Ken Cunningham ken.cunningham.webuse at gmail.com
Tue Apr 2 03:28:01 UTC 2019


> Adding
> "-I/Applications/Xcode.app/Contents/Developer/Platforms/MacOSX.platform/Developer/SDKs/MacOSX.sdk/usr/include"
> to CFLAGS appears to have fixed the problem (all of the libraries in
> question build).

When using clang on new versions of MacOS, the compiler driver looks to see if you have specified an -isysroot on the build command line.

If you have not specified one, it automatically will add -isysroot /Applications/Xcode.app/Contents/Developer/Platforms/MacOSX.platform/Developer/SDKs/MacOSX.sdk for you to the build line, so that the compiler finds an appropriate -isysroot (that previously would be in "/").

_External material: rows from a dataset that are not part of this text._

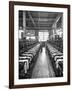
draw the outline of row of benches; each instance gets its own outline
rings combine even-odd
[[[54,48],[51,44],[47,44],[48,51],[54,62],[56,76],[63,76],[63,53]]]
[[[20,78],[29,78],[28,71],[30,71],[31,65],[34,64],[33,58],[36,56],[39,51],[40,44],[37,44],[35,47],[31,48],[27,52],[24,52],[19,57],[19,77]],[[30,73],[29,73],[30,74]]]

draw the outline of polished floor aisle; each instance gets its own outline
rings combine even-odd
[[[53,71],[49,56],[46,53],[45,48],[43,47],[42,52],[39,53],[31,78],[48,78],[48,77],[55,77],[55,73]]]

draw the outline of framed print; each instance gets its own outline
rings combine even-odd
[[[70,5],[9,2],[9,88],[70,84]]]

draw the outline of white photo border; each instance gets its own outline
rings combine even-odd
[[[53,78],[42,78],[42,79],[18,79],[18,12],[19,10],[26,11],[45,11],[45,12],[61,12],[63,13],[63,77],[53,77]],[[68,44],[67,44],[67,29],[68,29],[68,21],[67,21],[67,8],[55,8],[55,7],[39,7],[39,6],[14,6],[14,85],[25,85],[25,84],[41,84],[41,83],[58,83],[58,82],[67,82],[67,73],[68,73]]]

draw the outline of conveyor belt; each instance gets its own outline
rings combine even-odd
[[[37,62],[32,72],[32,78],[47,78],[54,77],[55,73],[52,68],[49,56],[46,53],[45,48],[42,48],[42,52],[39,54]]]

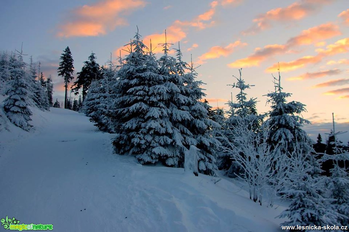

You can duplicate this behaviour on gcc by adding the -isysroot yourself to the gcc build lines. I haven't experimented enough to say if gcc finds it's own headers first and looks in the sysroot for any missing ones, or looks in the sysroot first. The gcc headers and the MacOS.sdk (clang) headers are certainly different enough to cause hiccups sometimes.

We can imagine why Apple went to this trouble -- security reasons, maintaining integrity and reducing pollution of the SDK, ability to move the SDK around to different versions more easily, etc, etc.